ITV News- A lollipop man has been banned from giving children a ‘high five’ as they cross the road safely over fears it distracts him from his job.

Colin Spencer, 83, has been a lollipop man in Stockport for 14 years and the highlight of his day is greeting children he helps get to school safely with a cheerful high five.

But Stockport Council have said it is a distraction from his duties, leaving him and the children he looks out for heartbroken.

“I’ve never had a child hurt in 14 years,” he said. “I’ve never been hurt myself. If they sack me, that’s fair enough, that’s their business.”
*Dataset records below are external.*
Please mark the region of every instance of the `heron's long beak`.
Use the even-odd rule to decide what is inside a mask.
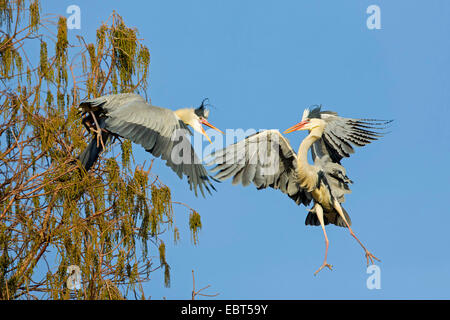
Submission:
[[[296,125],[290,127],[290,128],[287,129],[286,131],[284,131],[283,133],[286,134],[286,133],[291,133],[291,132],[294,132],[294,131],[297,131],[297,130],[301,130],[301,129],[303,128],[303,126],[304,126],[305,124],[307,124],[307,123],[308,123],[307,120],[302,121],[302,122],[299,122],[299,123],[297,123]]]
[[[212,129],[214,129],[216,131],[219,131],[221,134],[224,134],[221,130],[217,129],[211,123],[206,121],[206,119],[201,119],[200,122],[201,122],[201,124],[204,124],[205,126],[208,126],[208,127],[212,128]],[[203,129],[203,127],[202,127],[202,133],[206,137],[206,139],[208,139],[209,143],[212,143],[211,139],[208,137],[208,135],[206,134],[205,129]]]

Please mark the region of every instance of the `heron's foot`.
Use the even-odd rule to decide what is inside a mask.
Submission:
[[[327,267],[328,269],[330,269],[331,271],[333,271],[333,266],[331,264],[328,264],[326,261],[320,266],[319,269],[316,270],[316,272],[314,272],[314,275],[317,275],[320,270],[322,270],[323,268]]]
[[[372,253],[370,253],[368,250],[366,250],[366,259],[367,259],[367,266],[373,264],[373,260],[377,260],[380,262],[381,260],[375,257]]]

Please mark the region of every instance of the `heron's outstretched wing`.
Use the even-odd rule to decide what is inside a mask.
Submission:
[[[297,156],[277,130],[261,131],[211,155],[214,178],[233,184],[253,183],[258,190],[279,189],[297,204],[308,205],[311,194],[297,183]]]
[[[331,160],[340,163],[342,158],[355,152],[354,146],[362,147],[383,137],[386,126],[392,120],[352,119],[338,116],[336,112],[320,111],[320,107],[305,112],[304,117],[320,118],[326,121],[322,137],[311,149],[313,158],[329,155]]]
[[[177,175],[188,177],[197,195],[199,187],[209,192],[214,186],[187,138],[187,126],[169,109],[148,104],[137,94],[117,94],[80,104],[83,111],[93,110],[105,117],[105,129],[140,144],[155,157],[161,157]]]

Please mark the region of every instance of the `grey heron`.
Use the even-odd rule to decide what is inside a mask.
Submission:
[[[203,100],[200,107],[183,108],[172,111],[150,105],[143,97],[134,93],[113,94],[84,101],[79,110],[87,114],[83,124],[88,130],[96,132],[88,147],[78,159],[88,171],[104,149],[110,136],[120,136],[141,145],[155,157],[161,157],[180,177],[187,176],[190,189],[197,195],[199,187],[210,193],[214,189],[208,173],[195,154],[186,135],[192,134],[188,126],[203,134],[210,142],[202,125],[209,126],[223,134],[207,119],[209,110]],[[177,145],[181,148],[177,149]],[[181,153],[178,154],[178,153]],[[183,154],[184,153],[184,154]],[[174,159],[178,155],[183,161]]]
[[[305,224],[320,225],[325,238],[324,262],[315,274],[324,267],[332,269],[327,262],[329,241],[325,231],[330,223],[349,229],[364,249],[369,265],[369,261],[373,264],[379,259],[356,237],[350,216],[341,205],[351,192],[352,181],[340,162],[354,152],[353,146],[361,147],[382,137],[384,132],[377,130],[385,129],[390,122],[343,118],[336,112],[321,111],[321,107],[306,109],[302,121],[284,132],[309,131],[297,154],[278,130],[265,130],[215,152],[208,165],[216,165],[211,172],[217,172],[214,178],[218,180],[233,178],[234,185],[253,183],[258,190],[278,189],[298,205],[313,202]],[[313,165],[308,163],[308,150]],[[264,174],[270,165],[275,165],[274,170]]]

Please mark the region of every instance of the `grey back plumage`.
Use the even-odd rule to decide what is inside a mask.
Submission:
[[[180,135],[174,139],[177,130],[185,130],[191,134],[188,127],[172,110],[152,106],[143,97],[133,93],[102,96],[84,101],[80,104],[83,111],[92,109],[105,120],[105,129],[109,132],[140,144],[146,151],[155,157],[166,161],[176,174],[182,178],[186,175],[190,189],[197,195],[197,187],[202,195],[204,190],[211,192],[214,186],[208,173],[194,152],[189,139]],[[184,145],[178,145],[184,144]],[[178,147],[181,153],[190,152],[189,155],[180,154],[181,163],[174,161],[172,152]],[[189,159],[187,159],[189,157]],[[188,161],[184,161],[187,159]]]
[[[331,161],[340,163],[342,158],[350,157],[354,147],[362,147],[383,137],[384,130],[392,120],[353,119],[338,116],[336,112],[321,111],[321,107],[305,110],[304,118],[319,118],[327,125],[322,137],[311,149],[313,158],[328,155]]]
[[[216,151],[207,163],[218,180],[233,178],[233,184],[254,184],[258,190],[273,188],[297,204],[308,205],[311,194],[297,179],[297,155],[277,130],[265,130]],[[275,167],[273,167],[275,166]]]

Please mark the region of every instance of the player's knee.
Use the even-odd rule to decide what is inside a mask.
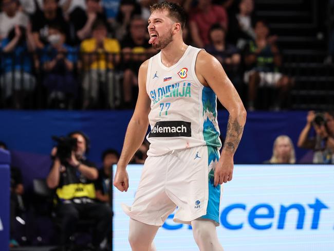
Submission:
[[[207,242],[211,239],[210,231],[206,227],[193,228],[194,239],[197,243]]]
[[[128,241],[133,250],[146,250],[151,243],[146,243],[142,236],[139,233],[130,232],[128,236]]]

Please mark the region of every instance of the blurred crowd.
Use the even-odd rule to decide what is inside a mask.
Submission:
[[[147,32],[157,2],[2,0],[0,107],[133,108],[139,67],[158,52]],[[172,2],[188,13],[185,43],[219,60],[249,110],[289,106],[294,80],[253,0]],[[265,107],[263,87],[274,90]]]

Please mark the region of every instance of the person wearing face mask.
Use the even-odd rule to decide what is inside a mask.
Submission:
[[[31,33],[24,27],[15,26],[8,38],[0,43],[1,104],[20,109],[32,94],[35,80],[32,74],[31,57],[34,44]]]
[[[264,164],[294,164],[295,161],[292,140],[288,136],[280,135],[274,141],[271,158]]]
[[[49,44],[43,49],[41,63],[46,74],[43,83],[48,89],[48,103],[51,107],[71,107],[77,94],[73,69],[77,52],[65,44],[65,34],[60,26],[53,25],[49,27]]]
[[[81,131],[72,132],[68,136],[76,139],[77,146],[66,160],[61,160],[58,156],[57,147],[52,149],[53,161],[46,179],[49,188],[55,189],[55,212],[60,227],[59,244],[63,248],[62,250],[67,248],[77,222],[85,219],[94,221],[91,250],[103,250],[100,244],[111,234],[112,211],[106,205],[96,201],[94,181],[98,178],[98,172],[95,164],[85,157],[90,147],[89,139]]]
[[[58,0],[43,0],[42,11],[38,10],[32,15],[32,34],[36,47],[42,50],[49,43],[49,27],[58,25],[67,34],[68,24],[65,21],[62,9],[58,7]]]

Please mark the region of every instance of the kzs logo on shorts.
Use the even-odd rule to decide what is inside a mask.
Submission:
[[[195,207],[194,208],[199,208],[200,207],[200,201],[197,200],[195,202]]]

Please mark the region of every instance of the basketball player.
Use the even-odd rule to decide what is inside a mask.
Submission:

An incredibly sensible ban has been reversed due to a couple angry, shortsighted parents. Look at this guy. There’s no chance he can focus on high-fiving kids and stopping cars from running them over. Once you turn 70, your ability to multi-task declines quicker than your muscle strength. The more that a human looks like a turkey neck, with their elbow skin drooping to their knees, the less that person is able to do 2 things at once. Let old man Spencer keep his cataracts-addled eyes on the road. I’m tired of reading news stories of children dying because old men were high-fiving them instead of spotting that oncoming Range Rover driven by the bankrupt dad who just finished a 48-hour bender.

More importantly, why is he high-fiving these kids? What’s his motive? That old warning of “never get into a van with a stranger offering you candy” is so outdated. We need to start teaching our kids new lessons, because these sickos have adapted. They figured out that WE had figured them out with their vans and candy, so they evolved and are now one step ahead of parents and children. Well, I guess they’re always a step ahead of children, because children are stupid. But we, as responsible adults, need to add “don’t high five traffic lollipop men” to that list. It’s a slippery slope! One day, little Mikey is high-fiving the friendly old traffic guy; the next, he’s rubbing essential oils into his droopy ass cheeks behind Sam’s Club. Why? Because a year of high-fives built up trust! That’s the way they get ya. High-fives are the gateway drug to some very bad behavior. It’s a long con, and we need to prepare our children for it.

PS- I love British English. Lollipop man is not a term I’d ever heard before.